This has been a very bad week for the Chicago Police Department. Among the headaches was a statement from the American Civil Liberties Union of Illinois on "unsettling" reports of Chicago police monitoring peaceful protest groups, and is calling for City Council hearings on the claims. The statement came in response to a Chicago Sun-Times report finding that the department opened seven investigations since 2009 to monitor activist groups. Emails released by the city under public pressure after the 2014 fatal police shooting of African American teen Laquan McDonald revealed that cops kept close tabs on protesters. Undercover officers were sent to monitor meetings of Black Lives Matter and other groups.
Mayor Rahm Emanuel has faced growing protests over the city’s handling of police shootings, These continued April 12 as protesters blocked a lane of traffic on the Eisenhower Expressway after a vigil for a youth fatally shot by police. Cops said 16-year-old Pierre Loury was shot during an "armed confrontation."
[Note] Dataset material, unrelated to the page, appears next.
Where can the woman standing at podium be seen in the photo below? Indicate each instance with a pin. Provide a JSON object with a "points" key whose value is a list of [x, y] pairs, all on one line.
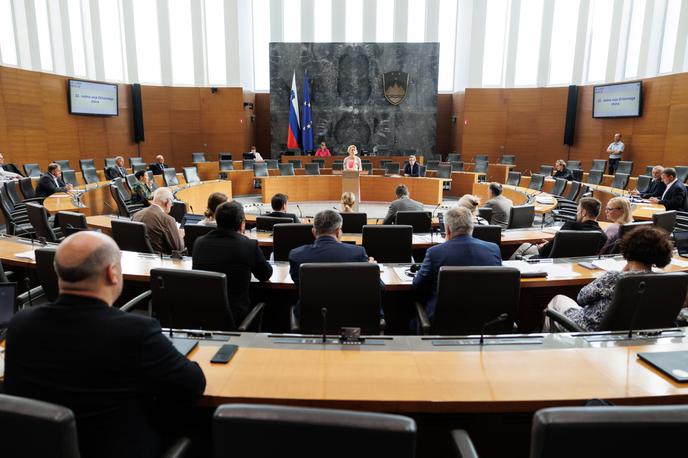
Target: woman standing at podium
{"points": [[352, 162]]}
All this comes just as an official report charges the Police Department with a long pattern of racism and abuse. The Chicago Police Accountability Task Force appointed by Emanuel found: "CPD's own data gives validity to the widely held belief the police have no regard for the sanctity of life when it comes to people of color. Stopped without justification, verbally and physically abused, and in some instances arrested, and then detained without counsel—that is what we heard about over and over again." Data crunched by the task force shows that in a city where whites, Blacks and Hispanics each make up about a third of the population, 74 percent of the 404 residents shot by the police between 2008 and 2015 were Black. The figures are similarly disproportionate for Blacks targeted in street stops, traffic stops and Taser use.
Finally, The Guardian released its latest report this week on the CPD's Homan Square "black site" where police apparently used extrajudicial tactics on predominantly Black suspects without oversight. After suing under the Freedom of Information Act, the newspaper reported claimed documentation that at least 14 men were beaten while in custody there. The most serious case is the contested death of Jaime Galvan—apparently beaten to death at the site after being arrested on a cocaine charge in 2006. The Guardian claims documents reveal the cops covered up the location and circumstance of his death. Initial reports said he died in his sleep in a cell at a station house.
The CPD contests The Guardian's claim that he actually was killed at the "unofficial" site. The claim is based in a police hospitalization case report.